Ele olhou pros restos de couro, cabelos e cinzas em suas mãos, e nem por um instante se preocupou com o quanto sua atitude era mórbida ou doente. Com todo o cuidado, ele caminhou até a moto, retirou a mala dela de debaixo do banco, abriu e escolheu a echarpe que ele havia dado de presente pra ela... há quanto tempo? Nem dois meses. Logan suspirou, e com as mãos firmes embrulhou tudo aquilo no tecido fino, e colocou num bolso interno da mala. Aquilo era ela. E ela ia ficar com ele até... bom, até ele ter se cansado de tudo, até ter se punido o suficiente. Sacudindo a cabeça pra tentar inutilmente se secar, Logan colocou tudo debaixo do banco da moto e se sentou, as pernas viradas pro mesmo lado. Ele ainda não ousava pensar, tomar decisões. Ele continuou sentado, sentindo a chuva escorrendo por seu corpo, lavando a lama e a sujeira, mas sua alma continuava suja e pesada.

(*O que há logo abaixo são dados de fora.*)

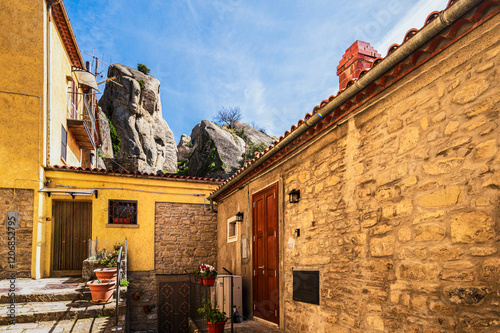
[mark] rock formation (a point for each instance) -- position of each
(217, 152)
(184, 148)
(134, 108)
(106, 149)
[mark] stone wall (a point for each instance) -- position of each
(21, 201)
(185, 237)
(400, 205)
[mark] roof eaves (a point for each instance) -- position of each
(135, 174)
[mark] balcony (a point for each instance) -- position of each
(82, 124)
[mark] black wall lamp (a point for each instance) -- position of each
(239, 217)
(294, 196)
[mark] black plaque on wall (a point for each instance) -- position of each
(306, 286)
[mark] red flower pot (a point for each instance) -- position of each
(216, 327)
(101, 292)
(209, 281)
(106, 273)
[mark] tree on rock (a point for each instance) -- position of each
(227, 116)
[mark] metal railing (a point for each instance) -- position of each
(86, 114)
(216, 294)
(89, 119)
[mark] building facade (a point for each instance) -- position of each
(380, 210)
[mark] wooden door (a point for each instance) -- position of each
(72, 230)
(266, 254)
(173, 296)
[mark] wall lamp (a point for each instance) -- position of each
(294, 196)
(239, 217)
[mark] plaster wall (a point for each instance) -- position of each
(146, 191)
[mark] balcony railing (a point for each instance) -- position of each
(82, 124)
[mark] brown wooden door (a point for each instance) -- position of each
(266, 254)
(72, 230)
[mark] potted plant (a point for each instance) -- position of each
(207, 274)
(101, 290)
(215, 318)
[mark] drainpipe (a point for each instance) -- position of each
(446, 18)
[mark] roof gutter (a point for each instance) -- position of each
(446, 18)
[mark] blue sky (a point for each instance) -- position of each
(274, 59)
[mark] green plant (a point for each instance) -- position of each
(211, 314)
(143, 68)
(109, 259)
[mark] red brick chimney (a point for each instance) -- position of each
(360, 55)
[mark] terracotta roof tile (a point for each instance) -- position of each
(136, 173)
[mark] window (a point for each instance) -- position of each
(64, 143)
(232, 230)
(122, 212)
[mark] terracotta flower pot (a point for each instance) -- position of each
(101, 292)
(216, 327)
(209, 281)
(106, 273)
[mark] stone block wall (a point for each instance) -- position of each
(21, 201)
(400, 205)
(185, 237)
(143, 284)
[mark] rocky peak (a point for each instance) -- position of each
(134, 108)
(215, 151)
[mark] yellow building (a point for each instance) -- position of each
(48, 107)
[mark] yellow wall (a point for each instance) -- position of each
(110, 186)
(23, 103)
(22, 74)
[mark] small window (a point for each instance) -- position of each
(232, 230)
(64, 143)
(122, 212)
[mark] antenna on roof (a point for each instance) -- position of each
(97, 61)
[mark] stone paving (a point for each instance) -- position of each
(94, 325)
(55, 305)
(250, 326)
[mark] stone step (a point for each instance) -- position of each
(32, 312)
(44, 290)
(94, 325)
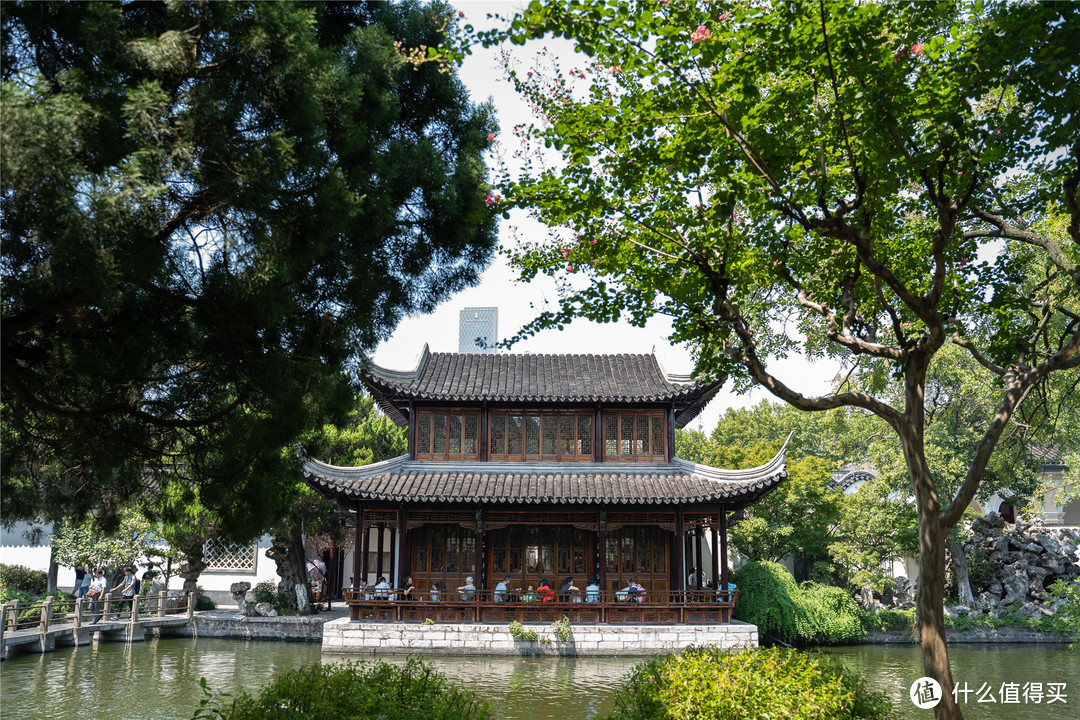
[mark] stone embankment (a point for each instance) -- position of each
(1011, 569)
(342, 636)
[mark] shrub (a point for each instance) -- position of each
(267, 592)
(21, 578)
(888, 620)
(388, 692)
(798, 614)
(761, 682)
(518, 633)
(766, 598)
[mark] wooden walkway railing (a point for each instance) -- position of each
(41, 626)
(705, 607)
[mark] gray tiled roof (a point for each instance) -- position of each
(679, 481)
(474, 377)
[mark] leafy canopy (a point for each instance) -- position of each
(211, 211)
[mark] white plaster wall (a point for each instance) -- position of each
(16, 549)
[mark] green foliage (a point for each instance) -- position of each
(1067, 617)
(561, 628)
(877, 524)
(267, 592)
(9, 593)
(331, 692)
(21, 578)
(798, 614)
(888, 620)
(212, 212)
(88, 543)
(366, 436)
(710, 682)
(980, 569)
(518, 633)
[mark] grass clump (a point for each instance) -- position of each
(784, 611)
(760, 682)
(333, 692)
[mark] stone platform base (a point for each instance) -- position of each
(343, 636)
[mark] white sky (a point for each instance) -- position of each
(520, 302)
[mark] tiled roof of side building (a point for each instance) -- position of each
(679, 481)
(528, 378)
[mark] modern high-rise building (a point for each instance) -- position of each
(478, 330)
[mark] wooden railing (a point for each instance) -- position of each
(665, 608)
(54, 611)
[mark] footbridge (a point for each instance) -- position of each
(43, 626)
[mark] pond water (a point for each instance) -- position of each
(159, 679)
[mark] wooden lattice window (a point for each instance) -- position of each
(635, 435)
(640, 553)
(558, 435)
(226, 556)
(447, 434)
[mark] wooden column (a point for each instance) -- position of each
(410, 434)
(716, 554)
(671, 434)
(677, 551)
(379, 549)
(403, 549)
(724, 547)
(484, 430)
(598, 440)
(392, 572)
(366, 545)
(358, 549)
(698, 569)
(478, 552)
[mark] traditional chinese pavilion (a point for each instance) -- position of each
(542, 466)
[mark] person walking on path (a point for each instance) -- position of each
(127, 592)
(94, 594)
(80, 573)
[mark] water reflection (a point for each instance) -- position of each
(159, 679)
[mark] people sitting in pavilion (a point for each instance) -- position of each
(543, 589)
(593, 591)
(502, 589)
(569, 593)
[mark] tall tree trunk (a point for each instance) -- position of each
(930, 603)
(53, 568)
(288, 554)
(960, 571)
(931, 612)
(193, 562)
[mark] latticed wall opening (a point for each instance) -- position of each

Logan continuou olhando fixamente pra frente, o olhar perdido em algum ponto no além, como se olhasse pra dentro de si mesmo. Ele ficou assim por vários minutos, até um relâmpago iluminar a estrutura em ruínas bem à sua frente, pra onde ele tinha estado olhando o tempo todo. Ele sentiu um arrepio descendo pela espinha. Não, ele não podia continuar ali. Não agüentava mais olhar praquele lugar... aquele maldito lugar ia estar impregnado em sua alma até o dia de sua morte, por mais que ele tentasse esquecer. E isso já era suficiente, isso já seria a punição ideal. Ele finalmente encontrou o que tinha ido procurar... e agora sentia uma necessidade quase irracional de sair dali o mais rápido possível.
Deixando todo o acampamento pra trás, ele se virou, deu a partida na moto e saiu dirigindo sem destino e em velocidade máxima, não se importando nem um pouco com a possibilidade de terminar estendido no asfalto, sem vida.